As to your actual problem, you're definitely using a wrong datastructure for the job. Your best bet will be to convert the String[][] into a List<Entity> and using convenient searching/filtering API's provided by Guava, as suggested by Carl Manaster. The Iterables#filter() would be a good start.
EDIT: I took a look at your array, and I think this is definitely a job for RDBMS. If you want in-memory datastructure like features (fast/no need for DB server), embedded in-memory databases like HSQLDB, H2 can provide those.
If you want good execution time, you MUST have a good datastructure. If you just have data stored in a 2D array unordered, you'll be mostly stuck with O(n).
What you need is indexes for example, just like other RDBMS. For example, if you use a lot of WHERE clause like this WHERE name='Brian' AND last_name='Smith' you could do something like this (kind of a pseudocode):
Set<Entry> everyEntry = //the set that contains all data
Map<String, Set<Entry>> indexedSet = newMap();
for(String name : unionSetOfNames){
Set<Entry> subset = Iterables.collect(new HasName(name), everyEntries);
indexedSet.put(name, subset);
}
//and later...
Set<Entry> brians = indexedSet.get("Brian");
Entry target = Iterables.find(new HasLastName("Smith"),brians);
(Please forgive me if the Guava API usage is wrong in the example code (it's pseudo-code!, but you get the idea).

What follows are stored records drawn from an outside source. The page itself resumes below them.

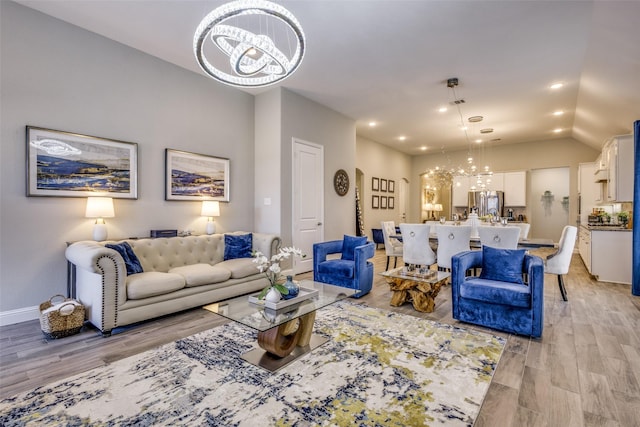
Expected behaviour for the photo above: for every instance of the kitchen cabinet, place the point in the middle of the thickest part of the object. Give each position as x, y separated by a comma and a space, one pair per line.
607, 253
584, 247
497, 182
515, 188
460, 191
590, 191
619, 154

In the above code, you'll be doing a lookup of O(1) once, and then another O(n) lookup, but on a much much smaller subset. So this can be more effective than doing a O(n) lookup on the entire set, etc. If you use a ordered Set, ordered by the last_name and use binary search, that lookup will become O(log n). Things like that. There are bunch of datastructures out there and this is only a very simple example.
So in conclusion, if I were you, I'll define my own classes and create a datastructure using some standard datastructures available in JDK. If that doesn't suffice, I might look at some other datastructures out there, but if it gets really complex, I think I'd just use some in-memory RDBMS like HSQLDB or H2. They are easy to embed, so there are quite close to having your own in-memory datastructure. And as more and more you do complex stuff, chances are that that option provides better performance.
Note also that I used the Google Guava library in my sample code.. They are excellent, and I highly recommend to use them because it's so much nicer. Of course don't forget to look at the java.utli.collections package, too..
I ended up using a lookup table. 90% of the data is referenced from near the top.
public static int lookupReferenceInTable (String instanceMode, String instanceTID){
int ModeMatches[]=getReferencesToMode(Integer.parseInt(instanceMode));
int lineLookup = getReferenceFromPossibleMatches(ModeMatches, instanceTID);
return lineLookup;
}
private static int getReferenceFromPossibleMatches(int[] ModeMatches, String instanceTID) {
int counter = 0;
int match = 0;
instanceTID=instanceTID.trim();
while ( counter < ModeMatches.length ){
int x = ModeMatches[counter];
if (Data[x][DataTestID].equals(instanceTID)){
return ModeMatches[counter];
}
counter ++ ;
}
return match;
}
It can be further optimized so that instead of looping through all of the arrays it will loop on column until it finds a match, then loop the next, then the next. The data is laid out in a flowing and well organized manner so a lookup based on 3 criteria should only take a number of checks equal to the rows.